Declines in U.S. shale output are contributing more to the rise in oil prices than talks between major crude-exporting nations on a potential production freeze, the head of the International Energy Agency said.
“Even if there was an agreement on the freeze or similar, it would be unexpected that it would have major implications, at least in the first half of 2016,” IEA Executive Director Fatih Birol said in an interview with Bloomberg Television in Berlin Thursday. Recent talks “didn’t have a major impact on prices.”
Oil has risen by about a third to trade just below $40 a barrel in New York since Feb. 16, when countries led by Russia and Saudi Arabia, the world’s biggest producers, made a tentative agreement to cap output in an effort to stem the global supply glut. Birol said those talks, due to resume in Qatar April 17, are less significant than the decline in U.S. output, which has slid to its lowest since November 2014, according to government data.
“This has more implication than the gossip around corridors,” Birol said.
Oil prices, which reached a 12-year low of $26 a barrel in New York last month, have probably bottomed out unless there is major bad news for the global economy or China, or if U.S. production is more resilient than forecast, Birol said. The IEA estimates U.S. output will decline by 600,000 barrels a day this year, he said.

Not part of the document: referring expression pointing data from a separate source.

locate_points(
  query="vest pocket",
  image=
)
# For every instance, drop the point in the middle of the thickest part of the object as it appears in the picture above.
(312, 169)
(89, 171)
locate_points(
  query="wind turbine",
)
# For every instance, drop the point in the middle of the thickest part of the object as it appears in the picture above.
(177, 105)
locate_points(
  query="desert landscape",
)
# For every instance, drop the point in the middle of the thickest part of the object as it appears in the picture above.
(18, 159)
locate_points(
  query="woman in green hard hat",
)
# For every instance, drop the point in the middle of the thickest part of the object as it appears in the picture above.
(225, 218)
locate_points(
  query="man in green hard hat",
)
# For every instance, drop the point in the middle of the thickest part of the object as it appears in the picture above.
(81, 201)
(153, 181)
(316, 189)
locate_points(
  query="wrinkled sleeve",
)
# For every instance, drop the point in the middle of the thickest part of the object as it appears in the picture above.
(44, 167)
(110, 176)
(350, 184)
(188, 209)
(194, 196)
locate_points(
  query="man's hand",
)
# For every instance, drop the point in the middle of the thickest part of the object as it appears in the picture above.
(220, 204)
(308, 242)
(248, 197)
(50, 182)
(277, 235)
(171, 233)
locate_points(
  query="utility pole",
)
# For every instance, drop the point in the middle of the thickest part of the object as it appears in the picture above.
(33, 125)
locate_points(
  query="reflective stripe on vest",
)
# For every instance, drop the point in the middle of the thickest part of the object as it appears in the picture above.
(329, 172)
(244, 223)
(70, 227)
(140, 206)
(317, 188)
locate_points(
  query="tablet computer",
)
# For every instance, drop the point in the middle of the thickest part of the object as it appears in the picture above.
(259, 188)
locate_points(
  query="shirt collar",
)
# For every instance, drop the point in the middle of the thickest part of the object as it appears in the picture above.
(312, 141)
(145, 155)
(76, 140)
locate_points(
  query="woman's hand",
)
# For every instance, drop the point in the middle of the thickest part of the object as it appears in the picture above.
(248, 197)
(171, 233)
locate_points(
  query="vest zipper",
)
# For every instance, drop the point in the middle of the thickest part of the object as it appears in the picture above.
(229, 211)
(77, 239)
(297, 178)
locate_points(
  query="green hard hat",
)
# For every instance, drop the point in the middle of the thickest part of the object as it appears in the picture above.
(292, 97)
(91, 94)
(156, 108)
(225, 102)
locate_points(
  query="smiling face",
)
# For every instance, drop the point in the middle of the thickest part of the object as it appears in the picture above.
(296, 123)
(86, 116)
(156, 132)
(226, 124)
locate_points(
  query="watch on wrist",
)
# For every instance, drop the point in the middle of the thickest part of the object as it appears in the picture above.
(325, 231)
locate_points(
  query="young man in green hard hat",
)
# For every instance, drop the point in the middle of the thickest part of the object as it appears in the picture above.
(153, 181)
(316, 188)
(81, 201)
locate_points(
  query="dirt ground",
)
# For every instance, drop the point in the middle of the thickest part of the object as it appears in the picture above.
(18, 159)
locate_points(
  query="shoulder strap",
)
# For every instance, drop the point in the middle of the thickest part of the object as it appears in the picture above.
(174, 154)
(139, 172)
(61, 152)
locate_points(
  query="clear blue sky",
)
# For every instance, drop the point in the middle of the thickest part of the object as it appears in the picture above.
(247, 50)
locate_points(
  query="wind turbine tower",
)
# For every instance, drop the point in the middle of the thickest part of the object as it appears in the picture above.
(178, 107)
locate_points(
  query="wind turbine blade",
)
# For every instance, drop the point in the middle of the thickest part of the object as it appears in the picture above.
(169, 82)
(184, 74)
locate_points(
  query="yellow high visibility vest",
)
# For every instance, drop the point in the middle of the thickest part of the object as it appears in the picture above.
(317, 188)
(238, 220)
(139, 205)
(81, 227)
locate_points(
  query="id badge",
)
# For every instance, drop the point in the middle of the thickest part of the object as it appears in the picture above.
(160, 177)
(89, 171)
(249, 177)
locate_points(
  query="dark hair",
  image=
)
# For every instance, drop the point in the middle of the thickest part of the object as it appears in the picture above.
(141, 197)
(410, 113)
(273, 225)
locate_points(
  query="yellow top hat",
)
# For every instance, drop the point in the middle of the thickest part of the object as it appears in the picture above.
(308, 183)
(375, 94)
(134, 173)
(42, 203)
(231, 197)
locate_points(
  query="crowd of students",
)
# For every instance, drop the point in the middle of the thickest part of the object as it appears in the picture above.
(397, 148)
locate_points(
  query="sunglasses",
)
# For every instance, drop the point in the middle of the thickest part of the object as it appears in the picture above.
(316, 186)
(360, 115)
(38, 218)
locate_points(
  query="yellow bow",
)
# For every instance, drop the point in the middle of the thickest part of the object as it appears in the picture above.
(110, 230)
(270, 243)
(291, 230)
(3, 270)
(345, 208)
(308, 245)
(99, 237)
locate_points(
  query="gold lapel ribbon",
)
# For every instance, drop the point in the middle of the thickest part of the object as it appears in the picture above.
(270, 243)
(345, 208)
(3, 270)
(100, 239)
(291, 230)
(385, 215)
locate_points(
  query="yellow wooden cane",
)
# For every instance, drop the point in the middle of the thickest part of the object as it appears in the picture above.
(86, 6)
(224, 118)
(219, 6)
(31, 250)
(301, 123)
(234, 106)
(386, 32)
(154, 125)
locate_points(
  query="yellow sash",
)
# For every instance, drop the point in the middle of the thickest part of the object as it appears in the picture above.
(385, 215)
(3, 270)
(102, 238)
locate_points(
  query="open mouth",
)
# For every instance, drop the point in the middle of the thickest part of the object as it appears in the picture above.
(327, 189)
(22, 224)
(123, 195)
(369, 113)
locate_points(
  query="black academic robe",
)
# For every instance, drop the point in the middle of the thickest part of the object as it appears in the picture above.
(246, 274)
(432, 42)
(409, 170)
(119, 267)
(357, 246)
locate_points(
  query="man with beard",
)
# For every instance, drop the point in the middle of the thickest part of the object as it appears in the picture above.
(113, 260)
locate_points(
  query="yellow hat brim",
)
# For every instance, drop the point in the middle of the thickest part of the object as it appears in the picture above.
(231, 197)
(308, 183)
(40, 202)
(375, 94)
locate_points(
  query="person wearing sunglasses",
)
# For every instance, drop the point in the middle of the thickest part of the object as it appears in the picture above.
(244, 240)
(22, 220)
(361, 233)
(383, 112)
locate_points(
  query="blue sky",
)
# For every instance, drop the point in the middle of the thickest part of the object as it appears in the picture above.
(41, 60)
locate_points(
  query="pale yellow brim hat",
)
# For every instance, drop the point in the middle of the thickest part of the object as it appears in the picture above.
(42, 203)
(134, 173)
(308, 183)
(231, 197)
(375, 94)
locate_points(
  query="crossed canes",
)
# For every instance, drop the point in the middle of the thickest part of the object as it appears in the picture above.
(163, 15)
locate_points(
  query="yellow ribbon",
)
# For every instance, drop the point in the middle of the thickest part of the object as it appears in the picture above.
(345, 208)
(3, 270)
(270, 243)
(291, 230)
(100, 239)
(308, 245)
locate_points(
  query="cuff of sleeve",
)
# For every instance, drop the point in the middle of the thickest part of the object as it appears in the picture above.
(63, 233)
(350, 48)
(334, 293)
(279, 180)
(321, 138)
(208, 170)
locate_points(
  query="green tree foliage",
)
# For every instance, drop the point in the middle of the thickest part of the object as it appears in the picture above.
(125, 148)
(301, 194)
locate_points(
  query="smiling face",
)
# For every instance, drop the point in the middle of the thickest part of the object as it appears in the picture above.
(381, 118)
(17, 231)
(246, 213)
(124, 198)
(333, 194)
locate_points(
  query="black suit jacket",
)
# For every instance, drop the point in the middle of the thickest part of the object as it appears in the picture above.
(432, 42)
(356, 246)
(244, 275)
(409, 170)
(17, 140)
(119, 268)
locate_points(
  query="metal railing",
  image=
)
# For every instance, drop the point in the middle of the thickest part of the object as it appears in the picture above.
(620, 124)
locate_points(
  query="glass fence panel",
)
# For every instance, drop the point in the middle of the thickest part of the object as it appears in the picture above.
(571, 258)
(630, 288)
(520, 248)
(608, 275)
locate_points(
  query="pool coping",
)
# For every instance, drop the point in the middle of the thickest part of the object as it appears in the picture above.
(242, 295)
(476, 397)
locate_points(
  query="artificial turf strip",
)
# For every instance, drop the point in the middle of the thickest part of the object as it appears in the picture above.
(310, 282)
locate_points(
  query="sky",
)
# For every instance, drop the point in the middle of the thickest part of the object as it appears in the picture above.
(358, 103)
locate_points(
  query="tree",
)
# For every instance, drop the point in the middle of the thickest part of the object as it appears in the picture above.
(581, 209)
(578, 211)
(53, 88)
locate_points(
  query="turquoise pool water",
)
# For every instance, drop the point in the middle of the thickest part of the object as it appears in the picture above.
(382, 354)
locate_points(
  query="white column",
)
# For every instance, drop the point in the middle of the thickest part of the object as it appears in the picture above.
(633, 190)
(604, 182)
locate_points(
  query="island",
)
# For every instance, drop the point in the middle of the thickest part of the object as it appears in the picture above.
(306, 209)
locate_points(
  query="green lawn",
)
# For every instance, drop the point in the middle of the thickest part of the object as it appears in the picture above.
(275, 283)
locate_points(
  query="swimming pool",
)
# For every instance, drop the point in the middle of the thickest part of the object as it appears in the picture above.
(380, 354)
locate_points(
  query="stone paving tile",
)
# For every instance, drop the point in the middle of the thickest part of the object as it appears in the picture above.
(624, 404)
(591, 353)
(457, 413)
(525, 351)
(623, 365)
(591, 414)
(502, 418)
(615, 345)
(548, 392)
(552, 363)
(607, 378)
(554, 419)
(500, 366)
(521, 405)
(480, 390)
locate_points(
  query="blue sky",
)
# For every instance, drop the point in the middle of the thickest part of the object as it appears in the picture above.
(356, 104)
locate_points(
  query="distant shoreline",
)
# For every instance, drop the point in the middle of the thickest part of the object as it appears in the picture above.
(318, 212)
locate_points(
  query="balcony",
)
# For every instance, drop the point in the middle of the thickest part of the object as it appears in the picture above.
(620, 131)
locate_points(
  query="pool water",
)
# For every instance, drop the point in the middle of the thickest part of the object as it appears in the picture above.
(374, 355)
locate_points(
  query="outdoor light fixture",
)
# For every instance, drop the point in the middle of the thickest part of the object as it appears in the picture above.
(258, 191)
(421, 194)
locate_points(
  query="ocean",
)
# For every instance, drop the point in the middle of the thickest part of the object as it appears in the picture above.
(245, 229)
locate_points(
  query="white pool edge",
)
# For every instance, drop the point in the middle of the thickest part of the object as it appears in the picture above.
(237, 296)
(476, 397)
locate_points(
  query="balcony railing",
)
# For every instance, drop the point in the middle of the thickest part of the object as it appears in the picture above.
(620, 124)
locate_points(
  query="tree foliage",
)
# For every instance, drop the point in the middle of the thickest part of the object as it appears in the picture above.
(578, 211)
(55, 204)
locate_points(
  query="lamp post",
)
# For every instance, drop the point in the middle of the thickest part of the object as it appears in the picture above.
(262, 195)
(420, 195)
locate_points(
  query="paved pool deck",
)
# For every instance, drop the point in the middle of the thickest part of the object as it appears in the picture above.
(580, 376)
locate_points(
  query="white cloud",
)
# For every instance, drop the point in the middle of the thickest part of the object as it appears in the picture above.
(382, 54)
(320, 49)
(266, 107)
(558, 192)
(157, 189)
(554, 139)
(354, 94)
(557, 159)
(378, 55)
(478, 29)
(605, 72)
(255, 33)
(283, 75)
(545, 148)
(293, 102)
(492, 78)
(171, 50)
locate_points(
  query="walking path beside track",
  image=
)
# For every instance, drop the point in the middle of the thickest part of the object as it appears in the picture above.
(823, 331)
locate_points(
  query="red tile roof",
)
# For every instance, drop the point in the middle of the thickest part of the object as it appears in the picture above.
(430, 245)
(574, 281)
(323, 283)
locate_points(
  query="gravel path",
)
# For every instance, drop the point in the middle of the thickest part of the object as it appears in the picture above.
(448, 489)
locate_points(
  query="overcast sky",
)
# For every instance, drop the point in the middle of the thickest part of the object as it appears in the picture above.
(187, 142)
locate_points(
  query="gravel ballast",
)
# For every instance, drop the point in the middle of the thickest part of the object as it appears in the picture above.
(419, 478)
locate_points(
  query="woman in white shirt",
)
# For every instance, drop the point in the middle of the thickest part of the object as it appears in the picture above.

In Iran, which is seeking to restore market share after sanctions were lifted in January, the IEA estimates production will increase by 500,000 to 600,000 barrels a day, short of the million barrels the nation has targeted.
“We have to be very careful with Iran,” whose industry requires major investments to exploit its potential, Birol said. “Lifting the sanctions doesn’t translate into an automatic and major increase.”